ANTONIO DELFIM NETTO

O enorme sucesso do plano de estabilização que tomou o nome de Real é decorrência de um conjunto de causas. A primeira foi, sem dúvida, a grande competência demonstrada por seus autores com a construção da URV. A segunda foi a maestria e segurança com que o então ministro Rubens Ricupero colocou o programa em funcionamento, captando a simpatia e a esperança dos brasileiros desconfiados dos fracassos dos planos anteriores. A terceira -mas nem por isso menos importante- foi o momento excepcional em que ele entrou na prática:
a) o Brasil havia feito uma grande abertura comercial em 1990. Em 1993 ela estava madura, com os canais de importação criados e funcionando. Entre 1992 e 1993 as importações cresceram 25% e, entre 1993 e 1994, 29%;
b) a economia mundial estava saindo da recessão, passando de um crescimento médio de 2,5% ao ano no período 90/93 para 4% no período 94/97. O volume físico de comércio internacional viu sua taxa de crescimento aumentada de 4,7% ao ano em 90/93 para 8% em 94/97;
c) a taxa de inflação das economias desenvolvidas caiu de 3,8% ao ano no período 90/93 para 2,1% em 94/97;
d) a taxa nominal de juros de curto prazo nas economias desenvolvidas caiu de 7,4% em 90/93 para 4,8% em 94/97, com uma redução importante da taxa de juros real;
e) os preços em dólar dos produtos exportados pelo Brasil vinham crescendo mais depressa do que os dos importados.

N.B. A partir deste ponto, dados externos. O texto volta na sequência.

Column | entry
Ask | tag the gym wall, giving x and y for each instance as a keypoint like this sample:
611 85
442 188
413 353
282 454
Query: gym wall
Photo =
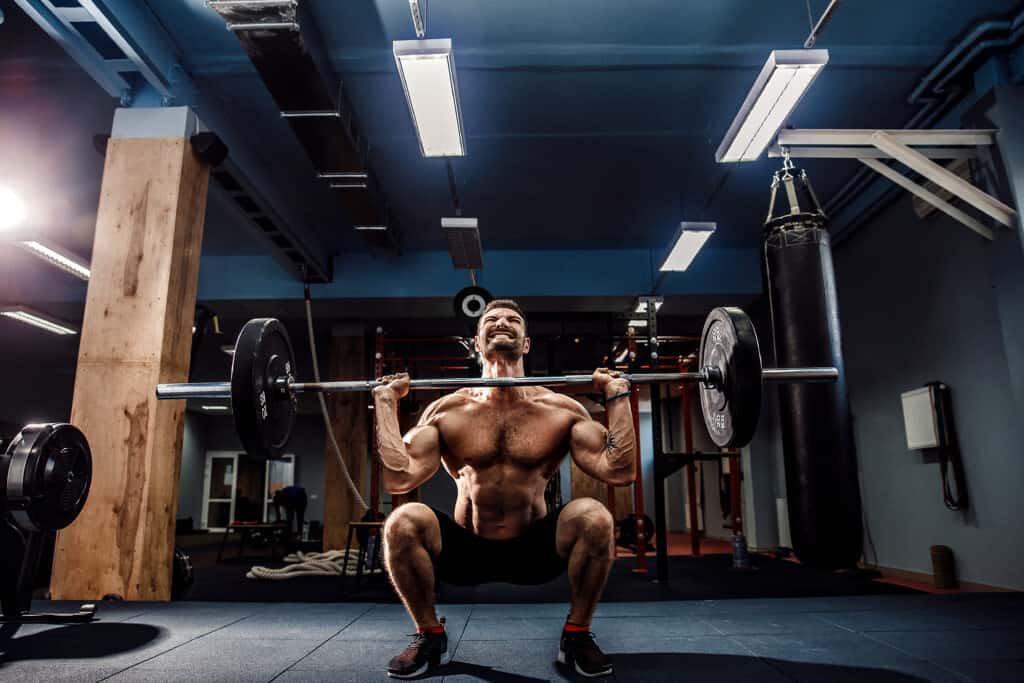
193 468
919 303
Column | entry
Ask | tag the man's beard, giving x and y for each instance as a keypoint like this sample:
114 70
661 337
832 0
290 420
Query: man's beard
510 349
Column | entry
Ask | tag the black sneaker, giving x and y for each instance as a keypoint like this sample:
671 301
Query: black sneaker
423 654
579 651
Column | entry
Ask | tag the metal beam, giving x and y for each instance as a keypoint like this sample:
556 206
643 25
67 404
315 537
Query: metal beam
944 178
863 137
927 196
866 153
60 30
131 26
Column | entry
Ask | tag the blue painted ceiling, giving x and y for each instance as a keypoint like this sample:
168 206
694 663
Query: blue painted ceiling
589 124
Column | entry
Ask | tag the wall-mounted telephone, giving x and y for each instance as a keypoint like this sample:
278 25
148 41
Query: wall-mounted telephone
928 421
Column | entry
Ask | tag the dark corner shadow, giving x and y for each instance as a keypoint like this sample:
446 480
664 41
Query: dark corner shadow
73 642
484 673
649 667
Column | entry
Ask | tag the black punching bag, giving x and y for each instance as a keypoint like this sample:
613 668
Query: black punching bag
817 435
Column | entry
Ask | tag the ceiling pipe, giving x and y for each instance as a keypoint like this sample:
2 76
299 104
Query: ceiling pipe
964 52
934 93
296 71
820 26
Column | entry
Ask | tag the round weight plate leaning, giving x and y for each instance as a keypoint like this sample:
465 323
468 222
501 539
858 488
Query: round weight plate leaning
729 347
46 473
264 414
469 303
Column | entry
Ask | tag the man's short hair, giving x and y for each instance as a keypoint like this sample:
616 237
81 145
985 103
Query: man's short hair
502 303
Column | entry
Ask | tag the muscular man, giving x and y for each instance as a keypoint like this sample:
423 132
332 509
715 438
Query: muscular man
501 445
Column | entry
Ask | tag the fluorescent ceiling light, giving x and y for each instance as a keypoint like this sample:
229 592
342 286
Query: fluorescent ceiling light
11 208
778 88
37 319
57 258
427 72
690 239
642 306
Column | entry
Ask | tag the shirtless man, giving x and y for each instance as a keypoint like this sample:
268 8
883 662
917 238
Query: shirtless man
501 445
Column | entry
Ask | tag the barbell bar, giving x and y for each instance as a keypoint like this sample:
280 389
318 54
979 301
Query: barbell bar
706 376
262 387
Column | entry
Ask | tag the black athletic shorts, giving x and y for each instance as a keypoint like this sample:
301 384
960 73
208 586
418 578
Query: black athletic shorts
467 559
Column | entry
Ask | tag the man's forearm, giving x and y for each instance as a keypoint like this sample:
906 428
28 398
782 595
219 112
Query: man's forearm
390 445
621 440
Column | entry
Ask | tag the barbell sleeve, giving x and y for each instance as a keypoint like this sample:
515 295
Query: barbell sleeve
223 389
195 390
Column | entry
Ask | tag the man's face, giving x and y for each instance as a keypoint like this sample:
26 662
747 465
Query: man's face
502 332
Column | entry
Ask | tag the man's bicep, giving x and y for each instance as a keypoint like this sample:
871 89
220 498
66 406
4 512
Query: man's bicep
588 436
423 442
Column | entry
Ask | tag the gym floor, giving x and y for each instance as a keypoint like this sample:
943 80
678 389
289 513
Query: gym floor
882 638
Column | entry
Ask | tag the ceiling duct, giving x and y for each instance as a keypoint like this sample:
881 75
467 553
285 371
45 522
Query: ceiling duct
463 236
283 43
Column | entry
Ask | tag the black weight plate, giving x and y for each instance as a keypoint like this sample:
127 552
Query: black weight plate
264 414
469 303
731 410
47 474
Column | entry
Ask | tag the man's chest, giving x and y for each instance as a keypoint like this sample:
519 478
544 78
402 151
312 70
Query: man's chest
527 435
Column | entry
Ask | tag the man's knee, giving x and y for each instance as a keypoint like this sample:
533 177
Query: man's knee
409 526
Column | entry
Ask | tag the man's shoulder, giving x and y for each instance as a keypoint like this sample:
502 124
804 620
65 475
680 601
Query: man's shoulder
562 400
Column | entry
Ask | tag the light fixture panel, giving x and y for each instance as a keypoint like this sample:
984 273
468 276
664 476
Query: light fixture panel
428 79
689 239
57 257
463 237
781 84
37 319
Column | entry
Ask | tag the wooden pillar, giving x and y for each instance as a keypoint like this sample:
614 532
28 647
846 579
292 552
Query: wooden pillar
136 333
349 418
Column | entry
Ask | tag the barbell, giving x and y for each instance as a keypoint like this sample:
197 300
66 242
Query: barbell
262 386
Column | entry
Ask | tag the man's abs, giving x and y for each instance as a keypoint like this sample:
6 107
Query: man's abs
497 514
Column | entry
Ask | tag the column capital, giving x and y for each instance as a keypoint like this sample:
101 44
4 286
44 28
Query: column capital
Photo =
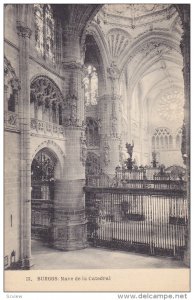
73 65
23 30
15 84
113 71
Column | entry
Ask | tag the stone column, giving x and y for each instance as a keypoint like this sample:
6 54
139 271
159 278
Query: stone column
184 12
69 224
110 115
24 34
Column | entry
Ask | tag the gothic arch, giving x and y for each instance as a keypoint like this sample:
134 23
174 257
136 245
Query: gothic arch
46 100
150 41
100 53
38 76
163 39
55 151
118 42
99 38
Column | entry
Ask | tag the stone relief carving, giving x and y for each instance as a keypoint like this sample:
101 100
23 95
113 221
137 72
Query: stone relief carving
44 91
71 104
11 87
118 40
113 71
92 164
106 152
53 146
83 149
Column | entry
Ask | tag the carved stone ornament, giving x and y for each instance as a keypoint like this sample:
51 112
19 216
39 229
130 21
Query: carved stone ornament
70 111
113 71
83 149
44 91
15 84
106 152
23 31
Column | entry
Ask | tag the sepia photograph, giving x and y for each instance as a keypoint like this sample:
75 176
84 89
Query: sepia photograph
96 147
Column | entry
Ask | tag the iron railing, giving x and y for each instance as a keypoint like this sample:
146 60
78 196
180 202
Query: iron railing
147 220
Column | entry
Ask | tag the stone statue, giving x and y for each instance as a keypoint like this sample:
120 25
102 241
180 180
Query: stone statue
130 149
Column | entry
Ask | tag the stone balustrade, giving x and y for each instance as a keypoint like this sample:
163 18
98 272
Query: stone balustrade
47 128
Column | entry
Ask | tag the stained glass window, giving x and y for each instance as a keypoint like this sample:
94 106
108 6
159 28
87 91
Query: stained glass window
91 85
92 134
162 139
44 30
179 138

Na média entre 90/93 e 94/97, a relação entre eles (chamada relação de troca) cresceu 36%. Isso significa que cada dólar exportado no período 94/97 teve um poder de compra 36% superior ao de 90/93.
A semente do Plano Real caiu, assim, em terreno fértil e bem preparado para produzir o magnífico resultado que todos admiramos no que diz respeito à inflação. Vamos assistir em 1998 a nossa taxa de inflação ficar em torno de 3,5%, com a inflação mundial em torno de 1,8%, o que é um feito notável.
O problema é que vamos repetir um crescimento medíocre (talvez entre 1,5% e 2%). É o quarto ano de redução persistente da taxa de crescimento. Todos sabemos que o limite à expansão do PIB brasileiro (e causa de boa parte do desemprego!) é a restrição externa causada pelo lento crescimento físico das exportações.
Entre 1993 e 1997 as exportações brasileiras, medidas em dólares correntes, cresceram de 39 bilhões para 53 bilhões, registrando um aumento de 14 bilhões, ou seja, 36% (8% ao ano). Mas esse aumento é devido a 26% de aumento de preços (6% ao ano) e apenas 8% (1,9% ao ano) de aumento de quantidade. Dos 14 bilhões de aumento das exportações, pelo menos 75% (mais de 10 bilhões) foram gerados pelos aumentos de nossos preços de exportação. Só não tivemos uma crise até agora porque um ato de Deus elevou nossos preços (26%) e reduziu os preços de nossos fornecedores (-11%) entre 1993 e 1997. Qualquer dia desses nossos credores vão descobrir que o precário equilíbrio de nossa conta corrente é ainda mais precário do que parece. Ele está apoiado sobre a melhora da relação de troca que costuma ter um movimento aleatório.